The ESS and bridge programs have run four times and twice, respectively.

The instructional activities involve a high ratio of field work to lecture and lab work with collection of quantitative field data, plus generation and analysis of quantitative chemical data, thus building proficiency with the tools and language of science.

Academic self-efficacy, social self-efficacy, and group environment integration were analyzed by questionnaires and focus groups for both SSTEM cohorts and a control group. Academic self-efficacy among SSTEM cohorts increased by statistically-significant larger amounts than among the control. Social efficacy also increased among the SSTEM cohorts who experienced the immersive experiential programs more than among the control, but not at a significant level.

Pearson product-moment correlations were computed to assess the relationship among academic efficacy, social efficacy, group integration, and other variables of interest for both cohorts. There was a strong positive correlation between the student’s self-reported GPA at the end of the academic year, academic self-efficacy, confidence in their academic abilities, and group integration (all at 0.75 < r < 0.92 and p = 0.01-0.02).

For both of the SSTEM cohorts, one of the major highlights of their college experience to date continues to be experiential learning.
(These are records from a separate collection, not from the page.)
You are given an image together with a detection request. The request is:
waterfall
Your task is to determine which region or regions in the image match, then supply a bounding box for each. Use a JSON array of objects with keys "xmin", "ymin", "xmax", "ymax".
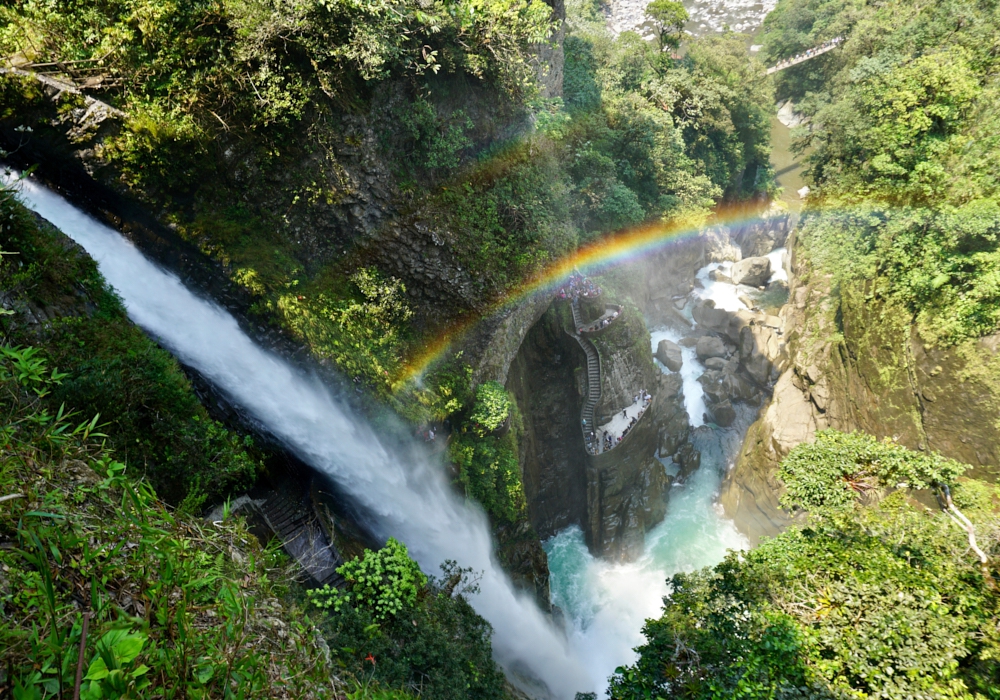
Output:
[
  {"xmin": 543, "ymin": 260, "xmax": 752, "ymax": 688},
  {"xmin": 6, "ymin": 172, "xmax": 584, "ymax": 698}
]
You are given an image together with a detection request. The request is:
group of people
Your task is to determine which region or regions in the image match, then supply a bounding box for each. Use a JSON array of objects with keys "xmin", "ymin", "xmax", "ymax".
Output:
[
  {"xmin": 557, "ymin": 272, "xmax": 601, "ymax": 299},
  {"xmin": 773, "ymin": 36, "xmax": 844, "ymax": 70},
  {"xmin": 587, "ymin": 389, "xmax": 653, "ymax": 452},
  {"xmin": 576, "ymin": 311, "xmax": 621, "ymax": 333}
]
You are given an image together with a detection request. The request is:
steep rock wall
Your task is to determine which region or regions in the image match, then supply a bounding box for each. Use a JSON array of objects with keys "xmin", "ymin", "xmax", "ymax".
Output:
[
  {"xmin": 720, "ymin": 232, "xmax": 1000, "ymax": 543},
  {"xmin": 507, "ymin": 305, "xmax": 587, "ymax": 538}
]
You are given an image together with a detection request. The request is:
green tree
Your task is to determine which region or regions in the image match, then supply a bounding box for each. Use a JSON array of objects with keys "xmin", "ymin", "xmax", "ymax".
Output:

Members of both cohorts who participated in the fall 2020 ESS enthusiastically endorsed the transformative experience of immersive hands-on research and close collaboration with the faculty involved. Collectively, the results of this study provide insight into how the NSF SSTEM program and ESS, characterized by cohort building and progressive engagement, continues to increase student retention in our STEM majors and positively impact student self-efficacy.